I also met an awareness of being on stolen land (obviously this was in a specific and very liberal political bubble of my university—sadly not the opinion of the majority). I think this changed my entire worldview, for which I am extremely grateful.
In the novel, magic is seen as a way of dismantling power structures. How can artists reject conservatism in environments where upholding it is still celebrated?
Well, I guess, ideally, we should abandon those environments? But who can afford to, apart from the most privileged people? Because we depend on these spaces, we can’t, and then we’re stuck there. Unless we’re not even accepted in them ... which, I guess, most people aren’t. We are stuck in structures that we depend on and want to reject all at once. I have met so many music-industry people who on some level or another hate the industry, yet kind of thrive in it.
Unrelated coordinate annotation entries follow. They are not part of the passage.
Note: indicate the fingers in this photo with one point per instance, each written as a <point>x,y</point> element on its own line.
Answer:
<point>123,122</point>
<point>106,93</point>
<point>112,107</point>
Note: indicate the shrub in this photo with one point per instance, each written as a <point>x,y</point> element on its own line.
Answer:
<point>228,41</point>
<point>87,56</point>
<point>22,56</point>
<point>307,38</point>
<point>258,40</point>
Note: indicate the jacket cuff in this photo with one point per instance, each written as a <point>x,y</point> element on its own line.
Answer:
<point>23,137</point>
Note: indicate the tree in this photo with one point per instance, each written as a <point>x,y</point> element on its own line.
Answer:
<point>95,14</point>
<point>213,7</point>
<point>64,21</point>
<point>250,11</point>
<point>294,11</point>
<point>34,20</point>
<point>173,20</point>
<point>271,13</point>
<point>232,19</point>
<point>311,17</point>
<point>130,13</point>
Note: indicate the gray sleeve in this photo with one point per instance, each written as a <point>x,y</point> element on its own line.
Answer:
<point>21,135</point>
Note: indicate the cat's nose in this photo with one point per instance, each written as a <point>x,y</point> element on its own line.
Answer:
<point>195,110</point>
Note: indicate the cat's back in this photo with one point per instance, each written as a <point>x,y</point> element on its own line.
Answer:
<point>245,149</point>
This is why I always wonder if there is any meaning to it all. I have no good answer, but hopefully exploring ambiguity has some meaning.
2020 was a strange year for so many of us. I wonder how your attitude to productivity and self-expression changed, as what you may have considered normal began to disappear?
I tried to be productive, but I was just writing to exist. Then I gave up being productive and got a dog (which I have wanted to for 20 years), which was much more exciting. It was my year of being forced into being just a private person. I no longer felt like I had any other identity. Is that what we call “normal”?
Now I find that I do creative stuff that I like more again, but I hardly have time for anything because I have a demanding, loud puppy.
You’ve mentioned in the past that language can feel very violent: a physical act. How someone’s native language can feel like it’s fighting with all the new languages they’re expected to keep up with. When working on this novel, how did you feel about obeying expectations like common sense, logic, or structure?
I felt quite liberated. I think the anger of the protagonist felt very relaxing. I mean, feeling like I could finally write in my own language and not think so much about form and logic, I felt like I allowed myself to get into the flow of writing. Maybe that is one interpretation of magic?
Edvard Munch has a big presence in this novel. What was your interest in his art, or legacy?
I’ve never been particularly interested in Munch. He has just been a presence in my life because he is my country’s One Big Visual Artist, a bit like how Grieg is our One Big Composer, or A-ha used to be our One Big Pop Band. So, Munch has been a godlike figure during my school years.
I guess the connection to black metal intrigued me when I finally nerded my way into listening to a lot of the classic black metal albums a few years back. There was something about the presentation of the young male figure in the artwork (usually involving corpse paint, a young male figure turned away from—and by—society; the unhealthy, sort of blackened, outsider), and in the music, that was very striking.
How do your other lives—as a musician, songwriter, journalist, art critic—inform your novel writing process?
I mostly do music 100 percent. I haven’t done a single piece of journalism in nearly 10 years, simply because there is no time. So, I just feel like a musician that also writes on the side. Usually whatever I write of prose ends up as a better song. I wrote a lot last year, but abandoned the manuscript ... Now I’ve condensed 100 pages of prose down into something like four pages of lyrics. And it’s better that way.
Perhaps what I’m trying to say is that I just feel like a musician with a literary interest, who occasionally ventures into an extended piece of text. The more this other text is informed by my musical experience and stage experience, the better it turns out. And I feel lucky to be able to do this.
How can writers growing up with the noise of the internet better listen to their inner dialogue or follow their own intuition?
I don’t know ... turn off the internet. Or dive deep into it for a while, but come up for air. You can’t breathe down there.